Despite its arch-rival, Colonial, outpacing the market by 6per cent since January, NatMut has disappointed, underperforming the benchmark All Ordinaries and All Industrial indices by 18 per cent.
``The stock is poison, even at these levels; institutional investors don't want to touch it," one trader said of NatMut.
On valuation grounds, NatMut is trading at a discount to its $2.60 appraisal value while both AMP and Colonial are trading at significant premiums.
``NatMut's trading at a huge discount to the market, but it probably deserves to be there.
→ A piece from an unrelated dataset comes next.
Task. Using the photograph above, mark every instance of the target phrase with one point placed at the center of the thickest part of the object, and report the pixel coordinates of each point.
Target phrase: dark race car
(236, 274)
Operationally there's no new revenue growth coming through, and while Asia is looking good, there's no obvious reason to buy the stock," one analyst said.
Some analysts attribute the market indifference to strategic paralysis under NatMut's new managing director, Mr Tony Killen.
``The company is pumping out the same products through the same distribution network that they did three years ago," one analyst said.
``If they came up with an Australian plan - namely acquire BT Funds Management - the stock would re-rate very quickly," he added.
Axa, NatMut's French parent, is rumored to have flown over a mergers and acquisition team and NatMut has acknowledged it is looking at BT. But, even with price targets hovering between $2.90 and $3.10, NatMut will need to produce a strong interim result next month to avoid a further slump.
With the market predicting a result between $150million and $175million, analysts expect a big turnaround from the Asian business, further cost cutting in Australia and some signs of revenue growth.